Grey matter damage has attracted much less interest than white matter lesions, mainly because it has been difficult to see cortical grey matter lesions using conventional histochemical staining procedures. However, greater MRI resolution now permits the detection of grey matter changes in the intact CNS [91]. The importance of such change is demonstrated by loss of grey matter (but not white matter) correlating with long term disability [92]. The loss of corticospinal axons is the major contributor to the disability associated with both PPMS and SPMS [93, 94]. On the basis of recent MRI studies, cortical lesions and cortical atrophy have been observed in patients with early multiple sclerosis [95-99]. This has been confirmed on the basis of immune-histochemical studies of cortical biopsy tissue from people with early stage MS that showed that cortical demyelinating lesions were frequent, inflammatory and strongly associated with meningeal inflammation [100].

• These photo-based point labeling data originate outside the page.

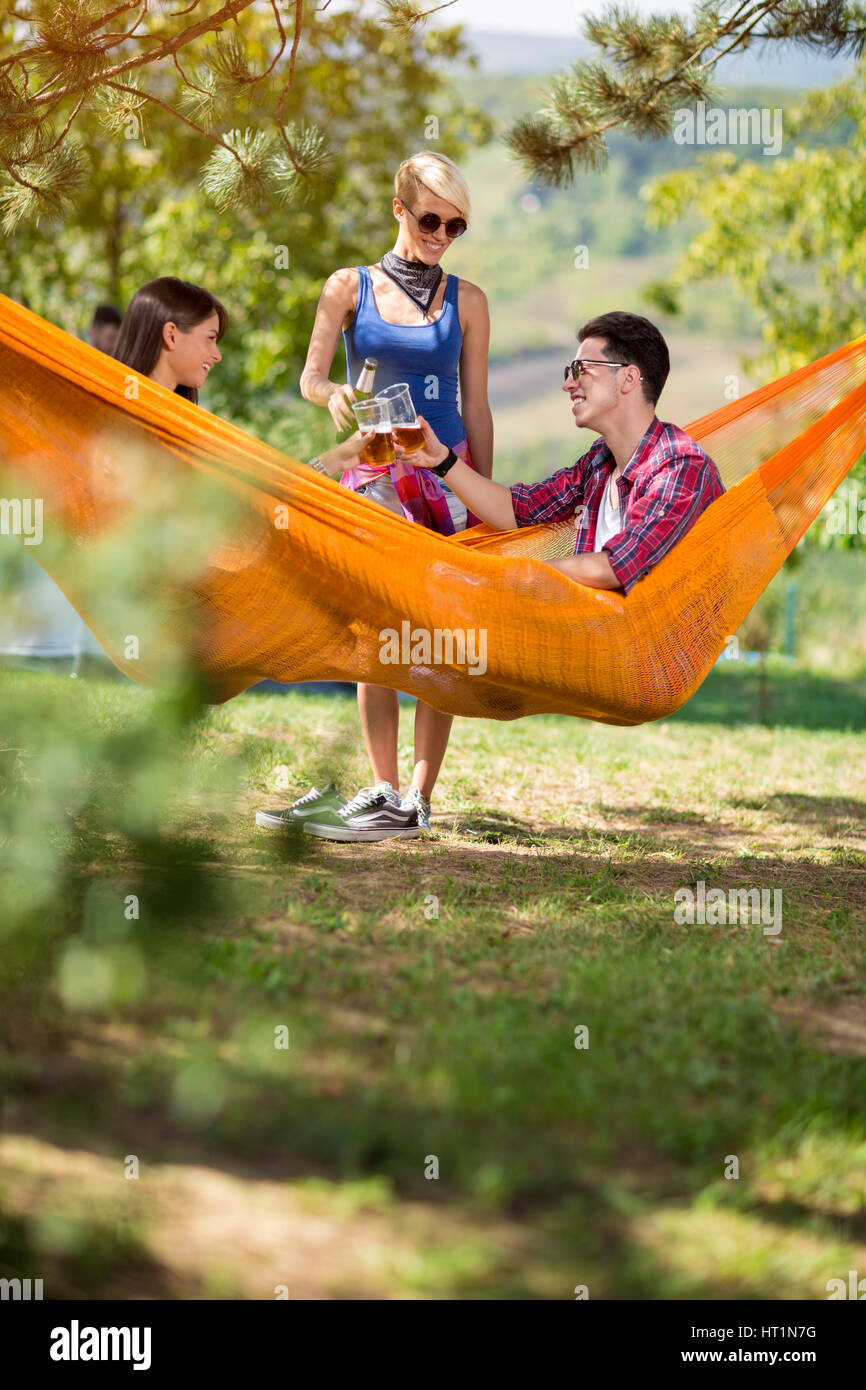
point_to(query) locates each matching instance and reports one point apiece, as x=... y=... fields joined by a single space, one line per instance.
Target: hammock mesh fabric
x=312 y=601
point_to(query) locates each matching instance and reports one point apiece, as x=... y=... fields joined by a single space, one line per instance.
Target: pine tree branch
x=164 y=50
x=164 y=106
x=637 y=92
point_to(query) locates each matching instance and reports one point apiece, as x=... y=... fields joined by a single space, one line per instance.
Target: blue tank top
x=426 y=356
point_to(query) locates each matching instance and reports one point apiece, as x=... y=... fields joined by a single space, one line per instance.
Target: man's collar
x=605 y=455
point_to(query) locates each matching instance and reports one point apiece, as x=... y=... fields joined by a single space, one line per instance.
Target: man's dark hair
x=634 y=341
x=104 y=314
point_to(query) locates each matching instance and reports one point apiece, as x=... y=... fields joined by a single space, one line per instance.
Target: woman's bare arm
x=474 y=405
x=335 y=302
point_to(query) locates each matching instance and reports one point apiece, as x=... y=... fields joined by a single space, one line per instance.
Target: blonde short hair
x=438 y=175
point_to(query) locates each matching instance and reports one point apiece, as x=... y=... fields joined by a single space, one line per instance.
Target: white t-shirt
x=610 y=516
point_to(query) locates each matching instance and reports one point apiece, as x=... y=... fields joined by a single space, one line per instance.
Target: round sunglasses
x=431 y=223
x=577 y=366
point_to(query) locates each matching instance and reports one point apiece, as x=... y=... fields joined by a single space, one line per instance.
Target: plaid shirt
x=663 y=488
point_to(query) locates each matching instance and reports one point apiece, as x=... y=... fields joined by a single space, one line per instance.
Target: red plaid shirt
x=663 y=488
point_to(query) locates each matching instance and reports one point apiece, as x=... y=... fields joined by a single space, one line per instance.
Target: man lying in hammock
x=634 y=494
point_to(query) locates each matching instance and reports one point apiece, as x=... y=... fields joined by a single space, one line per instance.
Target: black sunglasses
x=431 y=223
x=577 y=366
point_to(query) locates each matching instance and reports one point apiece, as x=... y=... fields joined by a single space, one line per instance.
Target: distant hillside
x=527 y=54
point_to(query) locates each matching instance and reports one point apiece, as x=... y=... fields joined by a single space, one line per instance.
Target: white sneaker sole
x=349 y=836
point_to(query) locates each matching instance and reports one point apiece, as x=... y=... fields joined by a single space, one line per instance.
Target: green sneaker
x=309 y=805
x=376 y=813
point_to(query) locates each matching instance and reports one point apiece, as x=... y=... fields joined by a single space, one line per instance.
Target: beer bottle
x=363 y=391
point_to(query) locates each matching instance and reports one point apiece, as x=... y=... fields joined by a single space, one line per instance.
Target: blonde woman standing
x=433 y=331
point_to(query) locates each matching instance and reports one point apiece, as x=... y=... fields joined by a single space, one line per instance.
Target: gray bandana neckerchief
x=416 y=278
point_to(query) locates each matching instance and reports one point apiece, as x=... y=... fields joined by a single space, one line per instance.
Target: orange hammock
x=312 y=602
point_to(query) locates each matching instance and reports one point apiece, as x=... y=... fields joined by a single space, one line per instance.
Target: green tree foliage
x=255 y=228
x=651 y=66
x=790 y=235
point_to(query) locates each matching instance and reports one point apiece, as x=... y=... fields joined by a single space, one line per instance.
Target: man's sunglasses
x=577 y=366
x=431 y=223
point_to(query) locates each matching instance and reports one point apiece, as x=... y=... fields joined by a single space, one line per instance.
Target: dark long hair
x=166 y=300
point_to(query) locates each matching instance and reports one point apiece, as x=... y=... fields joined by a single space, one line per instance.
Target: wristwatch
x=451 y=459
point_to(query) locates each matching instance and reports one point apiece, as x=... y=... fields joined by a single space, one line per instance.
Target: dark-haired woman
x=170 y=334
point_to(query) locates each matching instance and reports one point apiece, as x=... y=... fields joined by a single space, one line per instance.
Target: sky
x=559 y=17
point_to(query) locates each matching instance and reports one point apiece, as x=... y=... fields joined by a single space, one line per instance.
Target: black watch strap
x=446 y=463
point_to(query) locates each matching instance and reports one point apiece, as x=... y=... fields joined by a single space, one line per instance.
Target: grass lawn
x=434 y=1127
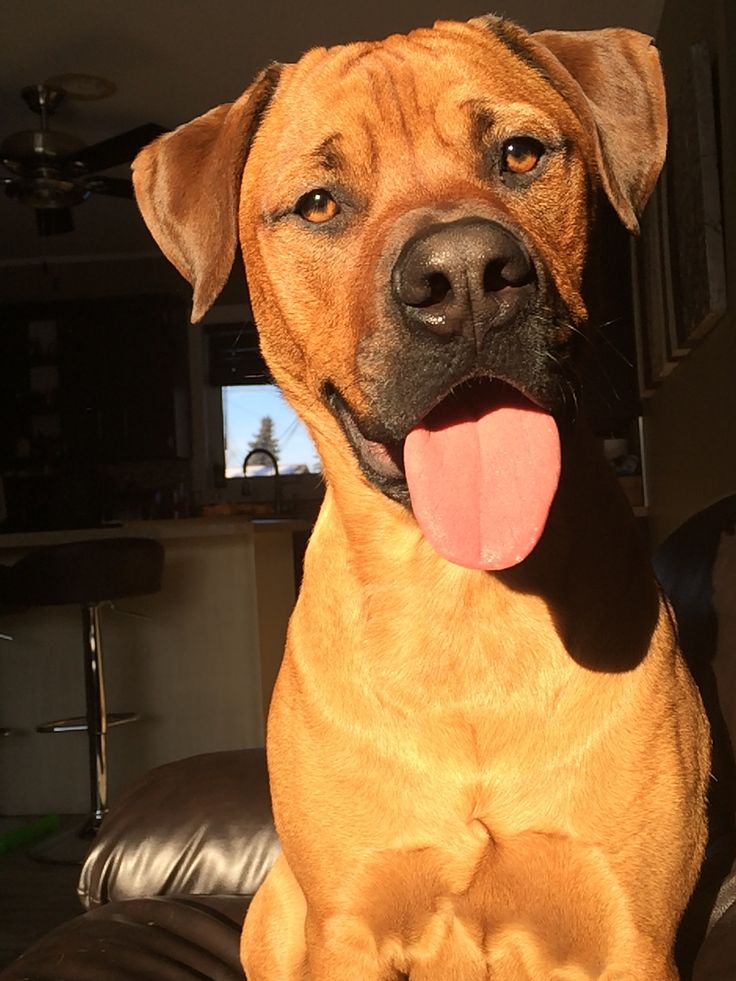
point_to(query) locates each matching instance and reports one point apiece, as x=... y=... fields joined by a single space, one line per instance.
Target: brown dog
x=487 y=757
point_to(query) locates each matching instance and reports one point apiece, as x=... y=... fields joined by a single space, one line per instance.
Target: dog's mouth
x=479 y=470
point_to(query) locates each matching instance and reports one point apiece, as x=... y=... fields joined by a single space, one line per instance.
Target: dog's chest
x=494 y=903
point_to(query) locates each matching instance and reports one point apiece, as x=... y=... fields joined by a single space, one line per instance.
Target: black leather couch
x=168 y=880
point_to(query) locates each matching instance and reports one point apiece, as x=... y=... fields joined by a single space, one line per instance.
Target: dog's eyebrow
x=329 y=155
x=515 y=40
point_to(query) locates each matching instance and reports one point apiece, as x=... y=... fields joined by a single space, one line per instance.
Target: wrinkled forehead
x=432 y=85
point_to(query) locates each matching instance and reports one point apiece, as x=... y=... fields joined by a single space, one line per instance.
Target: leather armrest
x=178 y=938
x=198 y=826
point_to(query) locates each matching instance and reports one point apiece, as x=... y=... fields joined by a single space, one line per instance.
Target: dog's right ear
x=187 y=184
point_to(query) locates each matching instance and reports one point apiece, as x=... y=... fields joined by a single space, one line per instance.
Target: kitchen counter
x=217 y=526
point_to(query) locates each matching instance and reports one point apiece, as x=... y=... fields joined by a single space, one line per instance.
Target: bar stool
x=90 y=574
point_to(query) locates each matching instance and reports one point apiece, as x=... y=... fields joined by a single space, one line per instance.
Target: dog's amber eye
x=520 y=155
x=317 y=206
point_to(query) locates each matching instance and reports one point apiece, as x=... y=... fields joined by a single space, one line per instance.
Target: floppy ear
x=620 y=76
x=187 y=184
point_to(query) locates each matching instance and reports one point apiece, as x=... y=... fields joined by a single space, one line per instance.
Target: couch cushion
x=172 y=939
x=198 y=826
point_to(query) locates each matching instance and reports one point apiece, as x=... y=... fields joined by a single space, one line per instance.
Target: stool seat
x=88 y=572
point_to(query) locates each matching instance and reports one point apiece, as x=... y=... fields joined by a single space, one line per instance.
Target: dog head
x=414 y=216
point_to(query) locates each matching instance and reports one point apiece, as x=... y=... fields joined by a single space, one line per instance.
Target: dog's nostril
x=501 y=273
x=493 y=278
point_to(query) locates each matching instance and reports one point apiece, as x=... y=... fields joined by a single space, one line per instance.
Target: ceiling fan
x=53 y=171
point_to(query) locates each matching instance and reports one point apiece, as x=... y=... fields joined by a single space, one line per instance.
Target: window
x=245 y=409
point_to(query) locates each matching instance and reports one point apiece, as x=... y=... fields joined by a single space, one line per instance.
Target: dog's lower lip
x=385 y=459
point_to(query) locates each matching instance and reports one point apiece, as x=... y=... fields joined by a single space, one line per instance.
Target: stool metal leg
x=96 y=715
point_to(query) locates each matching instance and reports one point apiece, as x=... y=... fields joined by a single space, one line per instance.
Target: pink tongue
x=482 y=473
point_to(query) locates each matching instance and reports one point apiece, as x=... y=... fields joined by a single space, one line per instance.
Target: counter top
x=162 y=530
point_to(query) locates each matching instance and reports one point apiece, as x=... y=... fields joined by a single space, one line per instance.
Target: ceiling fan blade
x=116 y=187
x=118 y=149
x=54 y=221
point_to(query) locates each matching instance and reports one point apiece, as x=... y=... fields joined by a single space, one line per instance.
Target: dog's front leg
x=282 y=942
x=272 y=946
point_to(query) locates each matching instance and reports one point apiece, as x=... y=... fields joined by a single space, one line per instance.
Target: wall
x=691 y=419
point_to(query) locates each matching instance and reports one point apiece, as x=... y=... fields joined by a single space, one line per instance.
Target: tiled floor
x=35 y=897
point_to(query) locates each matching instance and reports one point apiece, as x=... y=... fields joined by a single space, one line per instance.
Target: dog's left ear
x=187 y=184
x=620 y=75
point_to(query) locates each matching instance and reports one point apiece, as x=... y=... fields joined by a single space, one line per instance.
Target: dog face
x=414 y=216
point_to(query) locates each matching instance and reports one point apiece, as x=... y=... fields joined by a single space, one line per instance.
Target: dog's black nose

Focal inflammation that results in loss of myelin is probably the pivotal event in the pathophysiology of MS, in all its phenotypes [89]. Myelin plays a critical role in neuronal conduction since it inhibits charge leakage through the axonal membrane. The sheath of myelin does not provide a continuous insulating cover, as there are numerous gaps (nodes of Ranvier) about 1 mm long along the length of the axon. This permits the action potential to move from one node to another. This saltatory conduction both increases the speed of the nerve impulse and reduces energy expenditure at the area of depolarization. The demyelination that occurs in MS therefore slows the speed of nerve transmission and can lead to conduction block, i.e. a failure of an action potential to propagate along a structurally intact axon. This increases the energy required for neurotransmission in a manner that is directly proportional to the extent of myelin loss. Once the energy expenditure required for the propagation of neuronal impulses in myelin-denuded axons reaches a critical point, excitotoxic processes will begin to occur that will eventually lead to neuronal cell death. In terms of directly targeting the neurodegenerative processes occurring in MS, anti-excitotoxic compounds, including AMPA/kainite receptor antagonists and sodium channel blockers, have shown some evidence of neuroprotective efficacy in experimental models of MS. There is also evidence for one sodium channel blocker (lamotrigine) showing neuroprotective efficacy in people with SPMS [101-103]. Another approach showing promise is blockade of acid-sensing ion channel 1 using the drug amiloride, which is licensed for the treatment of hypertension and congestive cardiac failure. This compound has shown neuroprotective efficacy in experimental models of MS [104] and displayed evidence consistent with neuroprotection in a pilot study of people with PPMS [105].

Competing Interests

The author is a Director of MS Therapeutics Ltd.